U.S. District Court Judge Stewart Dalzell
PHILADELPHIA – The City of Philadelphia has lost its motion for summary judgment against a young man’s claim of civil rights violations against the City and two Philadelphia Police Department officers.
Judge Stewart Dalzell, of the U.S. District Court for the Eastern District of Pennsylvania, explained plaintiff Samir Coyett provided “evidence of record [which] could lead a reasonable jury to impose municipal liability on the City," and thus denied the defense’s summary judgment motion.
On July 21, 2013, Officer Vincent Perone and three colleagues responded to a call of two supposedly-armed African-American men arguing on the 5300 block of Hazelhurst Street in Philadelphia. When arriving at the scene, two men fitting that description fled the area, with one discarding packets of marijuana as he ran away.
After giving chase, Perone encountered Coyett sitting down on the ground nearby and commanded him to put his hands up, then shot him once in the right forearm when he allegedly didn’t obey Perone’s command. Coyett was then found to be unarmed.
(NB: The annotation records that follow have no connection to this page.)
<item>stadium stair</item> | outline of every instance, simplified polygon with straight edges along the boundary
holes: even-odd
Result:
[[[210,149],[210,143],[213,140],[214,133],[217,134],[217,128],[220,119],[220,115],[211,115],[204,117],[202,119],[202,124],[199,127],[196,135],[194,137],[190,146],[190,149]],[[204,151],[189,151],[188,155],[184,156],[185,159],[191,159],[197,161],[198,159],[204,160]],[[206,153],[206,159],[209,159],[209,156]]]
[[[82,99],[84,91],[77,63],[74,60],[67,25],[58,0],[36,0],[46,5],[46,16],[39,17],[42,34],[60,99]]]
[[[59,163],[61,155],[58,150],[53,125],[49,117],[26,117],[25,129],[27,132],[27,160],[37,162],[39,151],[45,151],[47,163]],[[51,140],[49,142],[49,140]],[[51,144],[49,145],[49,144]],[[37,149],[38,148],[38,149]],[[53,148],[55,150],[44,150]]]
Before being taken to a hospital for treatment of his gunshot wound, he was arrested and charged with possessing a small amount of marijuana. Coyett later pled guilty to that charge.
According to court records, Perone did not express remorse for the shooting and said he acted in self-defense and fear for his safety.
An Internal Affairs investigation and Use of Force Review Board (UFRB) decision later found Perone used his service weapon improperly, a finding Perone appealed to the Police Board of Inquiry (PBI). In a brief, 30 minute-long hearing where Coyett was not present to offer testimony (and hadn’t been advised a hearing was occurring), the PBI exonerated Perone of the UFRB’s decision.
“Based on the evidence of record, a reasonable jury could find that the City failed to train its police officers on the use of force and acquiesced in a custom of tolerating the use of excessive force by maintaining an ineffective disciplinary system for its officers,” Dalzell said.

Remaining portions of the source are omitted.